“It’s too quiet,” I said, staring down at Big Blue’s shoulder as he trudged along a narrow dirt road. It was one of those gray days, when there are so many clouds you can’t even catch a glimpse of the sky. It suited my mood perfectly.
My name is Pixie. Only yesterday all I would have been saying was “be quiet.” Last night I actually got a good night’s sleep, undisturbed by the nightmares of someone else. Undisturbed by nightmares of any kind. I had never acknowledged it before, never really thought it meant anything, but my own nightmares had vanished when Thorn came along and started having hers. Every night I had been annoyed because I had been woken up by her nightmares, and now that I finally managed to sleep, it only made me feel empty.
Big Blue glanced up at me, and I saw it in his eyes, too. Grief. How the hell did one annoying little brat become so important to us?
“I keep expecting her to just pop up out of nowhere and ask one of her stupid questions,” I sighed. “And to think all I ever did was yell at her to be quiet. Thorn in my side…hell, she’d probably be better off if she had never met me!”

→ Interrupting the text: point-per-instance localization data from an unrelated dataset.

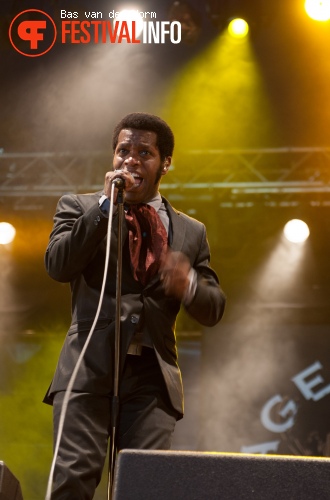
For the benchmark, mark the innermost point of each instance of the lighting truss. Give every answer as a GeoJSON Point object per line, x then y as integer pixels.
{"type": "Point", "coordinates": [225, 174]}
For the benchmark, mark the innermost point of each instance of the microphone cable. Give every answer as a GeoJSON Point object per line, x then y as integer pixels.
{"type": "Point", "coordinates": [81, 356]}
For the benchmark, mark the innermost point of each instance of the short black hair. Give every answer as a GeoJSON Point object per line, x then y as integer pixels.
{"type": "Point", "coordinates": [150, 123]}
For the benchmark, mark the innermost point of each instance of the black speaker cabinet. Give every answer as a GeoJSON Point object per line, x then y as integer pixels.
{"type": "Point", "coordinates": [177, 475]}
{"type": "Point", "coordinates": [10, 488]}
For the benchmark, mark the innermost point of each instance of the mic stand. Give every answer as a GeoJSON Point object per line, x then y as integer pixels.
{"type": "Point", "coordinates": [115, 398]}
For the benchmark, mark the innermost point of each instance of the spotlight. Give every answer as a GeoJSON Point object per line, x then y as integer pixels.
{"type": "Point", "coordinates": [296, 231]}
{"type": "Point", "coordinates": [238, 28]}
{"type": "Point", "coordinates": [319, 10]}
{"type": "Point", "coordinates": [7, 233]}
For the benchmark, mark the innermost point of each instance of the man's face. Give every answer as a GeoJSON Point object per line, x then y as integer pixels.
{"type": "Point", "coordinates": [137, 152]}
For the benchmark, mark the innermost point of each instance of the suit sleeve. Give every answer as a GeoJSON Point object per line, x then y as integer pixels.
{"type": "Point", "coordinates": [207, 306]}
{"type": "Point", "coordinates": [76, 235]}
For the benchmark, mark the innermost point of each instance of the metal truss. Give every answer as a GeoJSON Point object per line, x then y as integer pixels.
{"type": "Point", "coordinates": [226, 174]}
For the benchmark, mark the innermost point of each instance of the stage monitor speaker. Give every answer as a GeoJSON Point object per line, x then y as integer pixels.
{"type": "Point", "coordinates": [177, 475]}
{"type": "Point", "coordinates": [10, 488]}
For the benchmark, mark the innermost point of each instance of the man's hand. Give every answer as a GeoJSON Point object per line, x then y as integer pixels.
{"type": "Point", "coordinates": [174, 274]}
{"type": "Point", "coordinates": [114, 174]}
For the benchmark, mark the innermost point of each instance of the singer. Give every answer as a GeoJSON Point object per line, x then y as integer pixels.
{"type": "Point", "coordinates": [166, 265]}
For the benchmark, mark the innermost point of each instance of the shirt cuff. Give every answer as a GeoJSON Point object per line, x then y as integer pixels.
{"type": "Point", "coordinates": [191, 289]}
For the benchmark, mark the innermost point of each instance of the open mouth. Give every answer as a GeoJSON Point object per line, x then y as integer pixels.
{"type": "Point", "coordinates": [137, 180]}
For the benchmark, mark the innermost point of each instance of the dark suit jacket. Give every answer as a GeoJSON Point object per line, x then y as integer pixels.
{"type": "Point", "coordinates": [76, 254]}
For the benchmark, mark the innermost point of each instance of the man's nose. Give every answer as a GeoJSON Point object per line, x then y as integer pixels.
{"type": "Point", "coordinates": [132, 160]}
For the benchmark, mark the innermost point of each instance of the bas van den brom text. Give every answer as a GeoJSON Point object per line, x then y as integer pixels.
{"type": "Point", "coordinates": [94, 29]}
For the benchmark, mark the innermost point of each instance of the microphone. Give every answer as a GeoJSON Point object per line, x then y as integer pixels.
{"type": "Point", "coordinates": [119, 182]}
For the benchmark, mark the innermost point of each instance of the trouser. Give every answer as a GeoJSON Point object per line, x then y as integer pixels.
{"type": "Point", "coordinates": [146, 421]}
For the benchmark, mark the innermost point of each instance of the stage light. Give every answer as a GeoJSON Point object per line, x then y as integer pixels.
{"type": "Point", "coordinates": [238, 28]}
{"type": "Point", "coordinates": [296, 231]}
{"type": "Point", "coordinates": [7, 233]}
{"type": "Point", "coordinates": [319, 10]}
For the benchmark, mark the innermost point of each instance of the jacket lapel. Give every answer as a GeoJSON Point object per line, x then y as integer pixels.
{"type": "Point", "coordinates": [177, 227]}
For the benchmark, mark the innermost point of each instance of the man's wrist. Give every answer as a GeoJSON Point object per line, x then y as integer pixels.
{"type": "Point", "coordinates": [104, 205]}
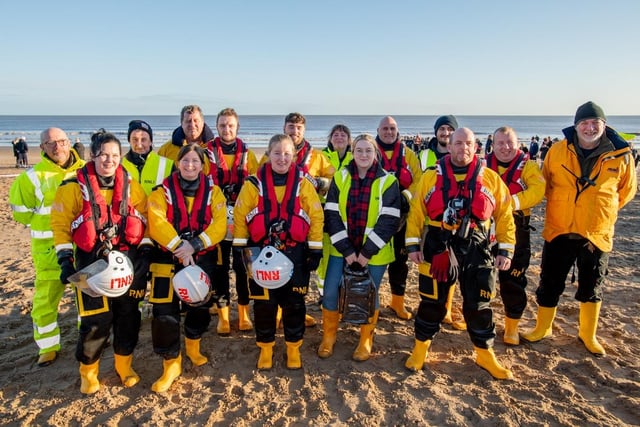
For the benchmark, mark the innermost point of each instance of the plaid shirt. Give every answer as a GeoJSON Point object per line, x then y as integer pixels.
{"type": "Point", "coordinates": [358, 203]}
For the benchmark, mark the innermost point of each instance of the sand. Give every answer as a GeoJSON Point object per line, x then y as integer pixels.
{"type": "Point", "coordinates": [557, 382]}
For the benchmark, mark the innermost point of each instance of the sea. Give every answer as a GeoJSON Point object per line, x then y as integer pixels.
{"type": "Point", "coordinates": [256, 130]}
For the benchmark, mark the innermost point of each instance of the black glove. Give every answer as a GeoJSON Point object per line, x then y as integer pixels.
{"type": "Point", "coordinates": [404, 204]}
{"type": "Point", "coordinates": [65, 260]}
{"type": "Point", "coordinates": [313, 260]}
{"type": "Point", "coordinates": [143, 260]}
{"type": "Point", "coordinates": [196, 244]}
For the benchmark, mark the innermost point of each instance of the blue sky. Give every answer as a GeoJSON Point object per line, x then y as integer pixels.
{"type": "Point", "coordinates": [320, 57]}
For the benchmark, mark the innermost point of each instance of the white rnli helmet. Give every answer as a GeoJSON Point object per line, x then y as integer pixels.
{"type": "Point", "coordinates": [271, 269]}
{"type": "Point", "coordinates": [192, 285]}
{"type": "Point", "coordinates": [101, 278]}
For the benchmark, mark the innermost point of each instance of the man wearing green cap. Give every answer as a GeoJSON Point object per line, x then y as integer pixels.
{"type": "Point", "coordinates": [589, 176]}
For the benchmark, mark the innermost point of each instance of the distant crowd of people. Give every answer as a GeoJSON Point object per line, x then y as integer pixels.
{"type": "Point", "coordinates": [167, 226]}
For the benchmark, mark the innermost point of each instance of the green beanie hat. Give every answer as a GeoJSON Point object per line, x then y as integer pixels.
{"type": "Point", "coordinates": [589, 110]}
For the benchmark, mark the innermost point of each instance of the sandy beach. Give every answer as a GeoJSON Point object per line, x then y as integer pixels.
{"type": "Point", "coordinates": [557, 381]}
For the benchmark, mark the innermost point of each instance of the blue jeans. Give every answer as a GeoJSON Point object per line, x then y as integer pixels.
{"type": "Point", "coordinates": [333, 276]}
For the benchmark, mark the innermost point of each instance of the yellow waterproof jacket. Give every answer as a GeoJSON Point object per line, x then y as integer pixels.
{"type": "Point", "coordinates": [164, 233]}
{"type": "Point", "coordinates": [248, 200]}
{"type": "Point", "coordinates": [68, 205]}
{"type": "Point", "coordinates": [413, 164]}
{"type": "Point", "coordinates": [383, 217]}
{"type": "Point", "coordinates": [534, 193]}
{"type": "Point", "coordinates": [588, 207]}
{"type": "Point", "coordinates": [32, 194]}
{"type": "Point", "coordinates": [155, 169]}
{"type": "Point", "coordinates": [491, 183]}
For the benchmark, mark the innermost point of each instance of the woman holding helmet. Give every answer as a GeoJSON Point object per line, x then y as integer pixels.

It was all my fault. The Wracky’s voice kept echoing over and over in my skull. “That curse was meant for you…But your little friend insisted on fighting for you. Now she pays the price in your stead.” Thorn didn’t have anything to do with that! It had been because of my past that the Wracky had come seeking revenge. It was all my fault.
“Don’t blame yourself, Master Pixie,” Big Blue said. “If she hadn’t chosen to follow us, she would only have ended up a slave to Moo.”
“At least then she would still have a chance. She’s dead, Blue!” Before he could protest, say it wasn’t certain, I added, “That curse was meant for me. Do you really think that Wracky would have let me live?”
Big Blue didn’t respond.
I swore under my breath. It was still too quiet.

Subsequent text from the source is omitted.